このことを水島先生は「真の「自己コントロール」を身につける」とおっしゃっていますし、『対人関係療法での感情とのつきあい方』で「マインドフルネス瞑想などを通して自分と向き合うことに取り組んでみる必要があるかもしれません」と書きましたよね。

 

当然のことながらこころには影も形も無いものです。
その中にわき起こる思考や感情も状況に対する反応にしかすぎず、何の実体もないのです。
それでも、感情により苦痛を感じるという現象が起きるのです。
この「実体はないが、現象がある」のが「感情」なのですが、二次感情に接近することによって修正感情体験が可能になる以上に、マインドフルネス瞑想には先の到達地点があるのです。

 

ブッダの視点から見れば、自分自身の直接的体験に触れたり、それを自分のものとして再確認する行為そのものが、その経験が人格レベルを超えたものであることを理解する可能性を開きます。
マーク・エプスタイン『ブッダのサイコセラピー』春秋社

 

長年の瞑想により、「自分はそうした感情の集合体以上の何かであることを理解して」、摂食障害の陥穽から「解放された」女性に対しエプスタインはこう書いています。

 

この成長を仏教的視点からより正確に解釈するならば、自分はそうした感情そのものだと思い込んでしまっていたことを悟ったのです。
そうした感情を本来現実だと思い込んで突き動かされているのではなく、それらを“空なるもの”として体験することができるようになったのです。

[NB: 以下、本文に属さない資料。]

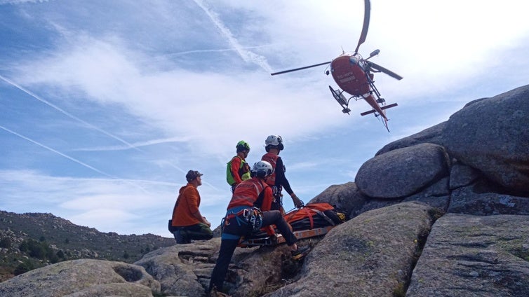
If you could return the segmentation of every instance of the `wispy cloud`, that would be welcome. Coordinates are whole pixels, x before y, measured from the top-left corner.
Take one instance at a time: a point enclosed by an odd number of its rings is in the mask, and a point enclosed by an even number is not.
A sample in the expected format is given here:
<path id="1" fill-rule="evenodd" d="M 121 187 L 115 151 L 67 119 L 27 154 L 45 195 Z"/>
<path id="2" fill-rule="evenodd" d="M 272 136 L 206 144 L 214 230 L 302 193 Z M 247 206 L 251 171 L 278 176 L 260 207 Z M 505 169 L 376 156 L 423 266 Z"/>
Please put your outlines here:
<path id="1" fill-rule="evenodd" d="M 56 106 L 56 105 L 55 105 L 55 104 L 53 104 L 48 102 L 47 100 L 41 98 L 41 97 L 39 97 L 39 96 L 34 94 L 32 92 L 29 91 L 29 90 L 27 90 L 26 88 L 22 87 L 21 85 L 19 85 L 18 84 L 15 83 L 13 81 L 10 80 L 10 79 L 8 79 L 8 78 L 5 78 L 4 76 L 3 76 L 1 75 L 0 75 L 0 79 L 1 79 L 2 81 L 5 81 L 5 82 L 6 82 L 8 83 L 9 83 L 10 85 L 11 85 L 17 88 L 18 89 L 19 89 L 21 91 L 25 92 L 26 94 L 29 95 L 29 96 L 32 97 L 33 98 L 34 98 L 34 99 L 40 101 L 41 102 L 46 104 L 46 105 L 48 105 L 48 106 L 52 107 L 54 109 L 60 111 L 61 113 L 62 113 L 62 114 L 68 116 L 69 118 L 70 118 L 72 119 L 74 119 L 74 120 L 76 120 L 76 121 L 78 121 L 78 122 L 79 122 L 79 123 L 85 125 L 86 126 L 87 126 L 87 127 L 88 127 L 90 128 L 92 128 L 92 129 L 94 129 L 95 130 L 98 130 L 98 131 L 100 132 L 101 133 L 103 133 L 105 135 L 107 135 L 108 137 L 112 137 L 112 138 L 113 138 L 113 139 L 116 139 L 116 140 L 117 140 L 117 141 L 120 141 L 121 143 L 123 143 L 123 144 L 126 144 L 130 148 L 135 148 L 135 149 L 137 149 L 138 151 L 140 151 L 139 148 L 138 148 L 137 147 L 135 147 L 133 144 L 129 144 L 126 141 L 125 141 L 125 140 L 123 140 L 123 139 L 118 137 L 117 136 L 115 136 L 115 135 L 114 135 L 114 134 L 111 134 L 111 133 L 109 133 L 109 132 L 108 132 L 107 131 L 105 131 L 104 130 L 102 130 L 102 129 L 101 129 L 101 128 L 100 128 L 98 127 L 96 127 L 94 125 L 92 125 L 92 124 L 91 124 L 91 123 L 89 123 L 83 120 L 81 120 L 81 118 L 78 118 L 78 117 L 72 115 L 72 113 L 69 113 L 69 112 L 67 112 L 67 111 L 65 111 L 64 109 L 61 109 L 60 107 L 59 107 L 59 106 Z"/>
<path id="2" fill-rule="evenodd" d="M 156 144 L 170 144 L 170 143 L 182 143 L 189 140 L 189 137 L 171 137 L 160 139 L 152 139 L 147 141 L 135 142 L 130 146 L 95 146 L 91 148 L 75 148 L 74 151 L 125 151 L 130 148 L 135 148 L 142 146 L 149 146 Z"/>
<path id="3" fill-rule="evenodd" d="M 140 186 L 139 185 L 138 185 L 138 184 L 136 184 L 135 183 L 132 183 L 130 181 L 124 180 L 124 179 L 120 179 L 119 177 L 114 177 L 114 176 L 113 176 L 112 174 L 109 174 L 107 172 L 101 171 L 101 170 L 98 170 L 97 168 L 95 168 L 95 167 L 92 167 L 92 166 L 91 166 L 91 165 L 85 163 L 83 163 L 83 162 L 81 162 L 81 161 L 80 161 L 80 160 L 77 160 L 77 159 L 76 159 L 74 158 L 70 157 L 68 155 L 62 153 L 61 153 L 61 152 L 60 152 L 60 151 L 58 151 L 57 150 L 55 150 L 55 149 L 53 149 L 53 148 L 51 148 L 49 146 L 45 146 L 44 144 L 41 144 L 41 143 L 39 143 L 38 141 L 34 141 L 34 140 L 33 140 L 32 139 L 26 137 L 25 136 L 22 135 L 20 134 L 18 134 L 18 133 L 15 132 L 15 131 L 13 131 L 13 130 L 10 130 L 10 129 L 8 129 L 8 128 L 2 126 L 2 125 L 0 125 L 0 129 L 2 129 L 2 130 L 5 130 L 5 131 L 6 131 L 6 132 L 8 132 L 9 133 L 11 133 L 11 134 L 13 134 L 14 135 L 16 135 L 16 136 L 18 136 L 18 137 L 23 139 L 27 140 L 28 141 L 30 141 L 30 142 L 32 142 L 32 143 L 33 143 L 34 144 L 36 144 L 37 146 L 41 146 L 41 147 L 42 147 L 43 148 L 46 148 L 48 151 L 53 152 L 53 153 L 56 153 L 56 154 L 58 154 L 59 156 L 62 156 L 64 158 L 66 158 L 67 159 L 70 160 L 72 160 L 73 162 L 75 162 L 76 163 L 77 163 L 77 164 L 79 164 L 79 165 L 80 165 L 81 166 L 83 166 L 83 167 L 85 167 L 86 168 L 88 168 L 88 169 L 90 169 L 90 170 L 91 170 L 93 171 L 95 171 L 95 172 L 98 172 L 98 173 L 99 173 L 100 174 L 105 175 L 106 177 L 110 177 L 110 178 L 112 178 L 112 179 L 117 179 L 117 180 L 119 180 L 119 181 L 123 181 L 126 182 L 126 183 L 130 183 L 130 184 L 133 184 L 134 186 L 136 186 L 136 187 L 140 188 L 142 191 L 147 192 L 147 190 L 145 190 L 145 188 L 143 188 L 142 187 Z"/>
<path id="4" fill-rule="evenodd" d="M 247 50 L 244 47 L 241 46 L 239 41 L 234 36 L 232 32 L 228 29 L 224 22 L 220 20 L 218 15 L 208 8 L 201 0 L 194 0 L 196 5 L 200 7 L 211 21 L 215 24 L 215 27 L 219 29 L 220 34 L 226 39 L 228 43 L 233 46 L 239 55 L 247 62 L 251 62 L 260 67 L 262 68 L 265 71 L 269 73 L 272 72 L 272 67 L 268 64 L 267 58 L 257 55 L 250 50 Z"/>
<path id="5" fill-rule="evenodd" d="M 22 4 L 24 3 L 43 3 L 48 2 L 48 0 L 0 0 L 0 5 L 2 4 Z"/>

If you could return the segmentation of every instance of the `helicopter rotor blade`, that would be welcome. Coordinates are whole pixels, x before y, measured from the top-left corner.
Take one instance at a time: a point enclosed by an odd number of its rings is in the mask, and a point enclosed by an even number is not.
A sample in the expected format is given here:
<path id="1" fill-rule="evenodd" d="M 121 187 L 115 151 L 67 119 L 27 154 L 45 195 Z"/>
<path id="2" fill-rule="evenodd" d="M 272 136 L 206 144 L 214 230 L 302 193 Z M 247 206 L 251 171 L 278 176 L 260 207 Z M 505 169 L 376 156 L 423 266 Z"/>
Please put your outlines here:
<path id="1" fill-rule="evenodd" d="M 318 67 L 318 66 L 325 65 L 326 64 L 330 63 L 330 62 L 331 61 L 326 62 L 324 63 L 315 64 L 314 65 L 310 65 L 310 66 L 305 66 L 304 67 L 296 68 L 295 69 L 289 69 L 289 70 L 284 70 L 284 71 L 279 71 L 279 72 L 274 72 L 273 74 L 270 74 L 270 75 L 283 74 L 286 74 L 286 73 L 288 73 L 288 72 L 297 71 L 298 70 L 303 70 L 303 69 L 306 69 L 307 68 L 312 68 L 312 67 Z"/>
<path id="2" fill-rule="evenodd" d="M 377 70 L 377 71 L 379 71 L 380 72 L 384 73 L 384 74 L 389 75 L 389 76 L 391 76 L 391 77 L 392 77 L 392 78 L 394 78 L 395 79 L 397 79 L 399 81 L 400 81 L 400 80 L 401 80 L 403 78 L 403 77 L 401 76 L 400 75 L 399 75 L 399 74 L 396 74 L 395 72 L 393 72 L 393 71 L 391 71 L 390 70 L 388 70 L 387 69 L 384 68 L 384 67 L 382 67 L 382 66 L 380 66 L 380 65 L 379 65 L 377 64 L 375 64 L 375 63 L 373 63 L 371 61 L 368 61 L 368 62 L 369 62 L 369 64 L 371 67 L 371 68 L 374 69 L 375 70 Z"/>
<path id="3" fill-rule="evenodd" d="M 366 41 L 366 37 L 368 36 L 368 29 L 369 29 L 369 17 L 371 12 L 371 3 L 369 0 L 364 0 L 364 13 L 363 13 L 363 26 L 362 27 L 362 34 L 360 34 L 360 39 L 359 39 L 359 44 L 356 46 L 356 49 L 354 50 L 354 55 L 356 55 L 359 52 L 359 48 L 360 45 Z"/>

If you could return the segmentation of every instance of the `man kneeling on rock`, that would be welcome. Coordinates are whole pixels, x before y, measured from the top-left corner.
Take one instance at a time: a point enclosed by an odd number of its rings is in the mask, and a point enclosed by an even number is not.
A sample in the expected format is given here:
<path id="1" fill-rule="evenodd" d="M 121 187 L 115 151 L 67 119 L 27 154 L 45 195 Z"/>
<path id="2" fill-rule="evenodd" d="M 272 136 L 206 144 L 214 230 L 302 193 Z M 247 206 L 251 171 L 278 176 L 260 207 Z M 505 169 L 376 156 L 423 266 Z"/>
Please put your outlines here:
<path id="1" fill-rule="evenodd" d="M 266 181 L 273 172 L 270 163 L 259 161 L 253 165 L 253 177 L 243 181 L 235 188 L 223 220 L 219 257 L 211 274 L 210 291 L 222 291 L 229 262 L 241 237 L 262 227 L 267 227 L 267 233 L 270 236 L 275 236 L 271 225 L 277 227 L 290 247 L 293 259 L 299 260 L 308 254 L 309 247 L 297 247 L 297 239 L 281 212 L 269 210 L 274 198 L 272 190 Z"/>

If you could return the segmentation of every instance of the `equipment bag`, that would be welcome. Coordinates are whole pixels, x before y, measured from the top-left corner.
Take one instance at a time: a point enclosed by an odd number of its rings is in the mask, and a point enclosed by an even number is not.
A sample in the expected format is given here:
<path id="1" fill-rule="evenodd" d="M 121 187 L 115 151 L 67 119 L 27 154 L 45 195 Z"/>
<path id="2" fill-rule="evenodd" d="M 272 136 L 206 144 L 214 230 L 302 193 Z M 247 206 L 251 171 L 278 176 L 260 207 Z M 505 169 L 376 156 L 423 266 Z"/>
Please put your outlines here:
<path id="1" fill-rule="evenodd" d="M 344 212 L 337 209 L 328 203 L 310 203 L 283 216 L 295 231 L 314 228 L 335 226 L 344 222 Z"/>

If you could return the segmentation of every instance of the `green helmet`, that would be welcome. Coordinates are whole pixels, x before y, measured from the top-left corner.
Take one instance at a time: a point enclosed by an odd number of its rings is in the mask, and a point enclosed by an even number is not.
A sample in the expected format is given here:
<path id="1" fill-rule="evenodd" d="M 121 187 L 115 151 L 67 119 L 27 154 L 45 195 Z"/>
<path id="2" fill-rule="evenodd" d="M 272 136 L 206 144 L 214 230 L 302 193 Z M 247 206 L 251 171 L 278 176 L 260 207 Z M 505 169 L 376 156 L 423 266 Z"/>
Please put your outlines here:
<path id="1" fill-rule="evenodd" d="M 237 145 L 235 147 L 237 148 L 237 153 L 243 151 L 250 151 L 250 144 L 244 140 L 237 142 Z"/>

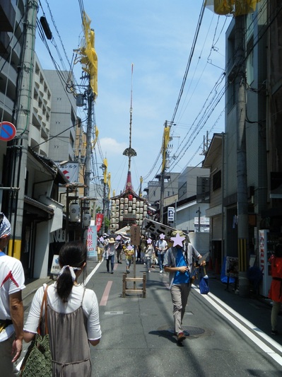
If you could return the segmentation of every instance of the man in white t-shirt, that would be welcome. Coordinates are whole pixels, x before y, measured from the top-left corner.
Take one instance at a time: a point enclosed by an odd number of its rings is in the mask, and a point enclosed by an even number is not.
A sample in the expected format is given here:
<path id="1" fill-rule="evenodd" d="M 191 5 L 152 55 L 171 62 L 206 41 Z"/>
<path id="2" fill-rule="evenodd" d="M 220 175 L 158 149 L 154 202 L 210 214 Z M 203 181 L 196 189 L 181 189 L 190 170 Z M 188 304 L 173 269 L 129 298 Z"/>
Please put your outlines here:
<path id="1" fill-rule="evenodd" d="M 3 252 L 10 235 L 11 224 L 0 212 L 0 366 L 5 377 L 17 376 L 18 373 L 13 363 L 20 357 L 23 347 L 21 291 L 25 288 L 20 261 Z"/>
<path id="2" fill-rule="evenodd" d="M 157 240 L 155 245 L 155 250 L 158 252 L 158 263 L 160 266 L 160 274 L 162 274 L 163 272 L 163 261 L 168 250 L 168 243 L 165 240 L 165 236 L 163 233 L 160 234 L 159 239 Z"/>

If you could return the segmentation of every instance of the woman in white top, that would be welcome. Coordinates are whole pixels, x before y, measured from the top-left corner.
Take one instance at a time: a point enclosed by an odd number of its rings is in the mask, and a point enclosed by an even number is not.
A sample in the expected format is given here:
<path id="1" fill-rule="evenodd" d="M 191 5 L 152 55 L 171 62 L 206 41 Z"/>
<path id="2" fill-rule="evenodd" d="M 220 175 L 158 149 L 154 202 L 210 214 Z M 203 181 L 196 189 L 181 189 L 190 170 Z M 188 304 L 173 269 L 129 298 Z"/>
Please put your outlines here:
<path id="1" fill-rule="evenodd" d="M 47 323 L 53 377 L 91 376 L 89 343 L 97 345 L 101 337 L 99 310 L 95 292 L 77 284 L 86 265 L 87 249 L 80 242 L 66 243 L 59 262 L 57 281 L 47 290 Z M 23 339 L 34 338 L 39 325 L 45 287 L 36 291 L 25 325 Z M 44 312 L 43 312 L 44 313 Z M 44 323 L 44 321 L 42 321 Z"/>

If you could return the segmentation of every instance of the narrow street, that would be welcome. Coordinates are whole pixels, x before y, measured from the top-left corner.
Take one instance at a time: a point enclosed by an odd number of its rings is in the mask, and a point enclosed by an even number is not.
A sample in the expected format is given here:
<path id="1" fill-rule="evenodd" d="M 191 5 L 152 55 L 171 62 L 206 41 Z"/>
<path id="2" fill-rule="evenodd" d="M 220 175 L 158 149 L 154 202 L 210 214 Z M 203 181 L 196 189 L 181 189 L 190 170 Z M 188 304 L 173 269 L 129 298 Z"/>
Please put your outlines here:
<path id="1" fill-rule="evenodd" d="M 136 277 L 142 277 L 146 267 L 137 264 L 136 268 Z M 124 261 L 115 265 L 113 274 L 107 273 L 105 261 L 88 262 L 86 282 L 97 294 L 102 331 L 100 344 L 91 348 L 93 376 L 281 375 L 282 337 L 270 335 L 269 303 L 240 297 L 232 286 L 226 291 L 211 272 L 208 295 L 201 295 L 196 282 L 192 289 L 184 320 L 187 336 L 179 344 L 173 334 L 168 276 L 156 266 L 147 274 L 145 298 L 122 298 L 124 270 Z M 133 266 L 129 275 L 134 275 Z M 25 317 L 32 296 L 24 300 Z M 281 316 L 278 324 L 281 329 Z"/>

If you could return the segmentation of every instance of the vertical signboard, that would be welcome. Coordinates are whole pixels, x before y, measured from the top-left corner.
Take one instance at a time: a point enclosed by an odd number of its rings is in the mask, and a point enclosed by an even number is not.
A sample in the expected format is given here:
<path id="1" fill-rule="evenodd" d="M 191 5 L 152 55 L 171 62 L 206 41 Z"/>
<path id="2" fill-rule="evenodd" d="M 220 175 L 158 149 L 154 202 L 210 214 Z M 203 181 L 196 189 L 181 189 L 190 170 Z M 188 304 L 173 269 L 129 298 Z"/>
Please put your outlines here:
<path id="1" fill-rule="evenodd" d="M 174 223 L 175 221 L 175 207 L 169 207 L 168 208 L 168 223 Z"/>
<path id="2" fill-rule="evenodd" d="M 97 260 L 97 229 L 95 225 L 88 227 L 87 232 L 87 259 Z"/>

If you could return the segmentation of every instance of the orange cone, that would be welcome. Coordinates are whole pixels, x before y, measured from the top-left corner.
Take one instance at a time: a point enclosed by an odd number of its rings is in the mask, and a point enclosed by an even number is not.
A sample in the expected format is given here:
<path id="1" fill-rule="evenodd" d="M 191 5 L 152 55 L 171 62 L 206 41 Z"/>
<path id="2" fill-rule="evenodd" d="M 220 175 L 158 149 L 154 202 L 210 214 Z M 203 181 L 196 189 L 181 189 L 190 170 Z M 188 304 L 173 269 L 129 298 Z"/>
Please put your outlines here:
<path id="1" fill-rule="evenodd" d="M 211 260 L 211 257 L 209 257 L 209 260 L 208 260 L 208 271 L 212 271 L 213 270 L 213 261 Z"/>
<path id="2" fill-rule="evenodd" d="M 218 275 L 221 274 L 221 270 L 219 269 L 218 260 L 216 259 L 216 274 Z"/>

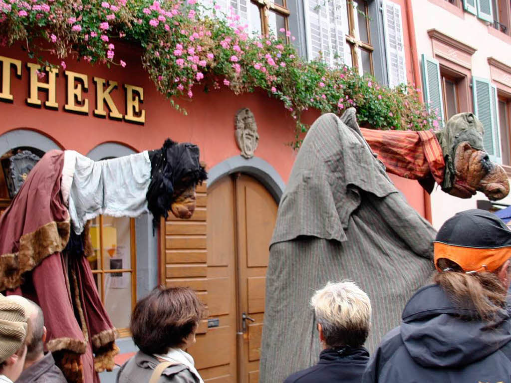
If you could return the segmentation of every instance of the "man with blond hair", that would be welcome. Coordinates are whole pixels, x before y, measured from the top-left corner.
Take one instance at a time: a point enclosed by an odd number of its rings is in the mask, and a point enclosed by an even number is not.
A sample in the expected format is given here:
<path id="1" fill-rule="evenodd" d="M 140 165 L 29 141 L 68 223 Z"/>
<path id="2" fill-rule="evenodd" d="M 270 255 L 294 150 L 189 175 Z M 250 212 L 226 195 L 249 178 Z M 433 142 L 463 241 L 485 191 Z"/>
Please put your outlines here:
<path id="1" fill-rule="evenodd" d="M 22 306 L 0 294 L 0 383 L 12 383 L 23 369 L 27 320 Z"/>
<path id="2" fill-rule="evenodd" d="M 41 307 L 35 302 L 19 295 L 10 295 L 7 299 L 22 306 L 28 318 L 28 331 L 25 341 L 27 357 L 23 372 L 15 383 L 66 383 L 62 371 L 55 365 L 52 353 L 44 354 L 47 330 Z"/>
<path id="3" fill-rule="evenodd" d="M 284 383 L 359 383 L 369 353 L 371 303 L 353 282 L 329 282 L 311 299 L 323 351 L 315 366 L 293 374 Z"/>

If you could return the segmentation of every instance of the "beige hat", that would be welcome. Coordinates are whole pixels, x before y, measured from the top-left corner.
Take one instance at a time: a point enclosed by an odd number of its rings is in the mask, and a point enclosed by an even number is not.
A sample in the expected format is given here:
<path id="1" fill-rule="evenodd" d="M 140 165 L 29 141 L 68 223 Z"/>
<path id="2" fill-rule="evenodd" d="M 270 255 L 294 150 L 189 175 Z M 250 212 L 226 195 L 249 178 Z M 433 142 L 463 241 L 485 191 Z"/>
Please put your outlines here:
<path id="1" fill-rule="evenodd" d="M 23 306 L 0 294 L 0 363 L 19 349 L 26 336 Z"/>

いずれにせよ、彼女は家族劇場での囚人状態から解放されて、状況をよりよくコントロールすることができるようになったと感じました。
マーク・エプスタイン『ブッダのサイコセラピー』春秋社

 

エプスタインが記載しているように、マインドフルネス瞑想の心理学的な効果(自覚の力)によって感情との同一化傾向が打破される、ということですよね。

 

そのために水島先生が書かれているように「自分の身体と対話する」「身体の声を聴く」プロセスで「自分自身の身体にリラックスする」という身体の自覚にしっかりと気づきを根づかせ、気持ち、思考、感情あるいは心にうまく気づきを向けられるようになる練習が必要ですよね。